The creditors – the largest of which is China would likely meet next week as most outstanding issues “were being addressed,” Felix Nkulukusa said in an interview in Washington Wednesday.
The nation was seeking to revamp $12.8 billion in loans held by creditors including Chinese state-owned banks and Eurobond holders.
As a list of low income nations struggling to service debts with rising interest rates grows, Zambia was a crucial test case of how new lenders like China could work with traditional bilateral creditors and bondholders to restructure liabilities.
The main hurdles to a deal were around multilateral development banks, or MDBs, sharing the burden with bilateral creditors, as well as the involvement of foreign residents holding the nation’s local currency bonds.
The 49 per cent reduction in the present value of their loans that Zambia’s asking creditors to accept had also caused friction.
“One such issue is the question of the fair burden sharing by the MDBs, and we have seen that the MDBs have come on board,” Mr Nkulukusa said, adding that the African Development Bank, International Monetary Fund and World Bank had made commitments.
Likewise, the amount of domestic debt that foreigners hold has fallen to about $2.1 billion from $3.3 billion previously, he said.
The next milestone was for the official creditors committee to sign a memorandum of understanding with the government over the restructuring.

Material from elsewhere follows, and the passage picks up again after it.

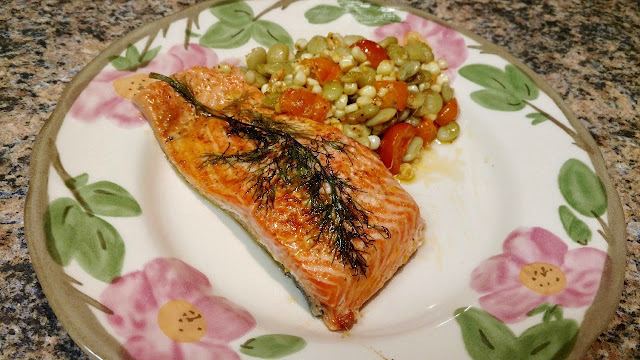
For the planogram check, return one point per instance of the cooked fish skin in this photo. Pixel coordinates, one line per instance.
(334, 292)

Zambian officials’ hope was that discussions at the creditors’ committee meeting could evolve from questioning the assumptions and parameters in the debt sustainability analysis to starting a discussion on how to deliver a restructuring, said Mr Nkulukusa, who spoke on the sidelines of the IMF spring meetings.

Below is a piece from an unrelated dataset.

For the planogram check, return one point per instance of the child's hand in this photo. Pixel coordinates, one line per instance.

“If they agree to start discussing the MOU, then of course we go into the discussion” and then the signing, he said.
“On the other side, we’re also engaging the bondholders and the private creditors. We are hoping that they would be able to come on board and then we can also agree with them under the comparability-of- treatment conditions.” said Mr Nkulukusa.
Still, it was not certain that the committee co-chaired by China and France – would be able to reach a consensus that had already taken months since the body formed in June.
“We don’t know whether they’ll agree in this meeting,” said Mr Nkulukusa.
“Once we do that engagement, then our colleagues would be able to come on board and say, ‘yes, we can move ahead, or probably there are few adjustments that we need to make in there.
And we have that discussion. So it is mostly in the hands of the official creditors’ committee,” he said.
Meanwhile World Bank President David Malpass is optimistic that Zambia’s creditors, including China, would sign a memorandum of understanding on its debt restructuring this week or next.
Mr Malpass said it was incumbent upon China and other creditors to come forward with actual commitments to allow Zambia access its debt restructuring.
He said Zambia, which requested debt treatment under a Group of 20 framework nearly two years ago, should be given a chance to return to sustainable debt levels.
Mr Malpass said this during a press briefing held in Washington at the ongoing Spring Meetings.
Mr Malpass said a new sovereign debt roundtable aimed at resolving bigger issues around debt restructuring had made progress.